Newswise — Genetic sequencing technology has generated a vast amount of biomedical data in the past ten years. Along with that, the technology has become cheaper, faster and more accurate. Medical experts are blending these improved sequencing methods with President Obama’s Precision Medicine Initiative in an effort to combine electronic medical records (EMRs) with individual genome data to ultimately select treatments that will work best for individual patients.

This month, the Penn Center for Precision Medicine Accelerator Fund awarded its first grants to eight research teams for personalized medicine projects across a gamut of clinical specialties, from lung cancer to infectious disease to knee surgery, each making use of “big data” in different ways.

One tool developed at Penn Medicine is proving invaluable for mining patient data. PennSeek, designed by Penn’s Data Analytics Center, allows researchers across a variety of departments, from ophthalmology to cardiology, to search unstructured or semi-structured electronic medical documents to better tailor treatment for individual needs. Unstructured data is not organized in a pre-defined way – it may take the form of handwritten notes added to a patient’s file by a member of their care team, for example. Users of PennSeek dig through this data to identify trends to improve patient care, likening PennSeek to the “Google of EMRs.”

For example, in the lab of Dan Rader, MD, chair of Genetics, researchers are using PennSeek to analyze the reports of about 100,000 echocardiograms to better characterize the progression of aortic stenosis (when the heart's aortic valve narrows, obstructing blood flow from heart to the aorta and rest of body). The information will be combined with data from cardiac catheterization reports and other clinical information for patients.

Aeron Small, a fourth-year medical student at Penn, took a year off from his medical studies to earn a master’s in Translational Research here, studying with Rader and his colleagues. “My interests are in aortic stenosis and natural language processing to describe cardiovascular phenotypes,” Small explains. He defines natural language processing, in this case, as searching text and patient case narratives in a way that’s akin to using the Control-F key for searching text in document files.

Small works with Daniel Kiss, MD, a Penn cardiology fellow, and programmer Jesse Vlatsin, MBA, using PennSeek to map out what happens to patients with aortic stenosis and coronary artery disease. They use a set of targeted keywords relating to aortic valve disease within the echocardiography and catheterization lab reports to better identify symptoms that may be precursors to aortic stenosis.

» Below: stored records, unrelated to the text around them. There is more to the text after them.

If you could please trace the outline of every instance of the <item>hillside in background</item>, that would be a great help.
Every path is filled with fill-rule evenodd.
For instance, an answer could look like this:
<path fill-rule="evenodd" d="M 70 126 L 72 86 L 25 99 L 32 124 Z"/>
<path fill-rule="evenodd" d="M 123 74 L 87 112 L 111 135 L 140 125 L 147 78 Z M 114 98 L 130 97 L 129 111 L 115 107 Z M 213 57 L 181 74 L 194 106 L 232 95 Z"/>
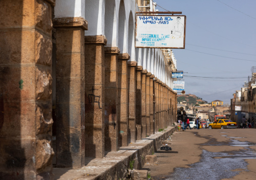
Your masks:
<path fill-rule="evenodd" d="M 203 100 L 201 98 L 197 97 L 194 94 L 177 95 L 177 101 L 178 103 L 186 101 L 187 105 L 195 105 L 196 104 L 202 104 L 208 103 L 207 101 Z"/>

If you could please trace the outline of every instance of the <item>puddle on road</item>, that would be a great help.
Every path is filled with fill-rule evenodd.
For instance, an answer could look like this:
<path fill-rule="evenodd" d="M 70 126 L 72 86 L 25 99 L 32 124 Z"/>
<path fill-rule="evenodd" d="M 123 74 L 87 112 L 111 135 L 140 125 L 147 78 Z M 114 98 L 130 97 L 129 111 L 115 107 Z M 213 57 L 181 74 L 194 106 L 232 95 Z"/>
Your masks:
<path fill-rule="evenodd" d="M 203 150 L 202 158 L 200 162 L 189 165 L 191 168 L 175 168 L 174 172 L 168 178 L 173 179 L 219 180 L 231 178 L 241 171 L 248 171 L 246 167 L 248 164 L 243 159 L 234 158 L 233 156 L 234 155 L 227 153 L 212 152 Z M 236 169 L 241 170 L 232 170 Z"/>
<path fill-rule="evenodd" d="M 242 155 L 244 153 L 242 152 L 240 154 L 243 157 L 240 157 L 237 156 L 237 154 L 212 152 L 203 150 L 202 158 L 200 162 L 189 165 L 191 168 L 175 168 L 174 172 L 168 178 L 172 179 L 192 178 L 211 180 L 231 178 L 241 171 L 248 171 L 248 164 L 243 159 L 247 158 L 246 156 Z M 237 169 L 240 170 L 233 171 Z"/>
<path fill-rule="evenodd" d="M 168 178 L 171 179 L 191 178 L 220 180 L 232 178 L 241 171 L 248 171 L 247 169 L 248 163 L 244 160 L 256 159 L 256 153 L 253 149 L 247 147 L 256 145 L 256 144 L 247 141 L 240 142 L 234 139 L 242 137 L 227 137 L 232 139 L 227 144 L 225 143 L 225 144 L 218 143 L 215 145 L 209 144 L 202 145 L 228 145 L 245 147 L 244 149 L 227 152 L 212 152 L 203 149 L 200 162 L 188 165 L 190 168 L 175 168 L 174 172 L 168 176 Z"/>

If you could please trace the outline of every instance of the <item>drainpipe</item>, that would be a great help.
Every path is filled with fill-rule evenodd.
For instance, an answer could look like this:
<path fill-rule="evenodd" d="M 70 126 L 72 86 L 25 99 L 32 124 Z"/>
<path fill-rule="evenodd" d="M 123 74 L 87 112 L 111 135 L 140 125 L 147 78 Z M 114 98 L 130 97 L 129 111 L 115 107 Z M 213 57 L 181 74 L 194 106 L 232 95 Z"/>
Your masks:
<path fill-rule="evenodd" d="M 150 7 L 150 10 L 149 11 L 153 12 L 153 0 L 150 0 L 150 5 L 149 7 Z"/>

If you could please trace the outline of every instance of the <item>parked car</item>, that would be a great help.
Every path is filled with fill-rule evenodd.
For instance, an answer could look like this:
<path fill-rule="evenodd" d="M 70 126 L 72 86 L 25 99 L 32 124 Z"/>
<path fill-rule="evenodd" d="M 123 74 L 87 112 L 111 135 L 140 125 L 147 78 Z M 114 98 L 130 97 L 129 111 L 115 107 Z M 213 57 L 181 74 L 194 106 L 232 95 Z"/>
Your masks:
<path fill-rule="evenodd" d="M 202 127 L 204 127 L 204 125 L 205 125 L 205 128 L 206 128 L 206 124 L 207 123 L 207 121 L 202 121 L 200 122 L 200 124 L 202 125 Z"/>
<path fill-rule="evenodd" d="M 230 119 L 218 119 L 209 125 L 209 129 L 236 128 L 236 122 Z"/>
<path fill-rule="evenodd" d="M 194 126 L 194 129 L 196 129 L 196 128 L 197 128 L 197 125 L 195 125 Z M 202 128 L 202 125 L 201 124 L 200 124 L 200 128 Z"/>
<path fill-rule="evenodd" d="M 210 124 L 212 124 L 213 122 L 207 122 L 207 128 L 208 128 L 209 127 L 209 125 Z"/>

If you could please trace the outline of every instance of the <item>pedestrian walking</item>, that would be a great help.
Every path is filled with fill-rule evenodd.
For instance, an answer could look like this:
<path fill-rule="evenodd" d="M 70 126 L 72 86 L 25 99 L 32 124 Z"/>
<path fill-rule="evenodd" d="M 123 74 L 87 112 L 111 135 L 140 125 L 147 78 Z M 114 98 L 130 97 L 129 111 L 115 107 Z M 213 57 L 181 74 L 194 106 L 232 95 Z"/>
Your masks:
<path fill-rule="evenodd" d="M 242 123 L 243 124 L 243 128 L 245 128 L 246 127 L 246 119 L 244 116 L 242 118 Z"/>
<path fill-rule="evenodd" d="M 252 117 L 251 118 L 251 127 L 254 128 L 254 118 Z"/>
<path fill-rule="evenodd" d="M 196 119 L 196 121 L 195 121 L 195 123 L 196 124 L 196 128 L 197 129 L 198 126 L 198 117 L 197 119 Z"/>
<path fill-rule="evenodd" d="M 189 129 L 191 129 L 191 127 L 190 127 L 189 119 L 188 119 L 188 118 L 187 118 L 187 119 L 186 120 L 186 127 L 185 128 L 185 129 L 186 129 L 186 127 L 187 126 L 189 127 Z"/>
<path fill-rule="evenodd" d="M 187 115 L 186 115 L 186 111 L 183 112 L 181 116 L 181 121 L 182 121 L 182 131 L 185 130 L 185 126 L 186 124 L 186 120 L 187 119 Z"/>

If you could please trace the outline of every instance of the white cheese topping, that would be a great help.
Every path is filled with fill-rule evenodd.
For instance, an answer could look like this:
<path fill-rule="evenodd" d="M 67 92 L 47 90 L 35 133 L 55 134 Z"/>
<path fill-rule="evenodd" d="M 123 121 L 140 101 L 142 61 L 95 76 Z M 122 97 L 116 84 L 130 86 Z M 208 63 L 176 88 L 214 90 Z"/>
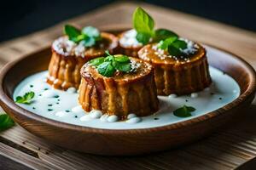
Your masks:
<path fill-rule="evenodd" d="M 188 40 L 188 39 L 184 39 L 184 38 L 178 38 L 178 39 L 183 40 L 183 41 L 186 42 L 186 43 L 187 43 L 187 48 L 185 49 L 180 48 L 180 50 L 182 52 L 183 52 L 185 54 L 189 55 L 189 54 L 195 54 L 198 50 L 199 47 L 194 42 Z M 177 57 L 174 55 L 167 54 L 166 53 L 165 53 L 164 49 L 160 49 L 160 48 L 158 48 L 158 44 L 153 45 L 152 49 L 155 50 L 154 54 L 158 55 L 158 57 L 160 60 L 165 60 L 166 57 L 168 57 L 168 58 L 172 58 L 172 59 L 177 60 L 177 63 L 179 62 L 180 59 L 184 60 L 185 62 L 189 62 L 189 58 L 188 58 L 186 56 Z"/>
<path fill-rule="evenodd" d="M 65 56 L 75 55 L 84 57 L 86 49 L 82 42 L 77 44 L 70 41 L 67 37 L 61 37 L 55 40 L 52 47 L 58 54 Z"/>
<path fill-rule="evenodd" d="M 124 47 L 140 47 L 143 46 L 141 42 L 139 42 L 136 39 L 137 31 L 132 29 L 125 31 L 122 37 L 119 39 L 119 43 Z"/>

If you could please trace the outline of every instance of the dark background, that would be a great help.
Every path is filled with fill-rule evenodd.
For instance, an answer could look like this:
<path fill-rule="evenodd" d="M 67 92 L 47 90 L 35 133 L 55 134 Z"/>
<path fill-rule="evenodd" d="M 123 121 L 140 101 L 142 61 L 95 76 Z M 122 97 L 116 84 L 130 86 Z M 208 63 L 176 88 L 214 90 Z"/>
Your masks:
<path fill-rule="evenodd" d="M 4 0 L 0 3 L 0 42 L 47 28 L 114 0 Z M 145 0 L 253 31 L 255 0 Z"/>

Comparing results with a similar search using diagnostic billing codes from a random sampling of patients’ records that were manually reviewed, the team showed that PennSeek more accurately classifies disease status in terms of how each patient's disease progresses from the time of diagnosis. This behind-the-scenes research is particularly important because billing diagnostic codes are often used to identify who is eligible to enter clinical trials.

Penn Seek is also useful for identifying patients for disease biomarker profiles, to be able to determine, for example, the characteristics of patients who progress to more serious forms of a disorder versus those who do not, in hopes of tailoring care for earlier intervention. So far, Small has identified several novel biomarkers associated with aortic stenosis.

PennSeek also provides a trove of information for the Ophthalmology department‘s research on glaucoma genetics in a population that is disproportionately affected by the condition -- African Americans. “We’re in the early days of applying a precision medicine approach to diseases of the eye,” says the department’s chair Joan O’Brien, MD. “Our hypothesis is that genetic variants influence the risk of glaucoma and the traits related to that risk. It is likely that glaucoma represents a wide-spectrum of distinct genetic diseases.”

Glaucoma is the leading cause of irreversible blindness worldwide and affects African Americans more than other ethnic groups. However, studies have not previously concentrated on patients of African descent. With an $11.25 million grant from the National Eye Institute, Penn’s Scheie Eye Institute is recruiting more than 7,700 African Americans for this study. The patients will have the entire protein-encoding part of their genome sequenced. Then, using PennSeek, the investigators will match their genetic data with EMRs to look for relationships between genetic variants and each patient’s unique physiology.

PennSeek is also being used by physicians and others in the departments of Radiology, Pathology and Laboratory Medicine, Dermatology, and Rheumatology, among others. Given its endless array of applications, big data analysts will be using PennSeek to sift through its mother lode for a long, long time.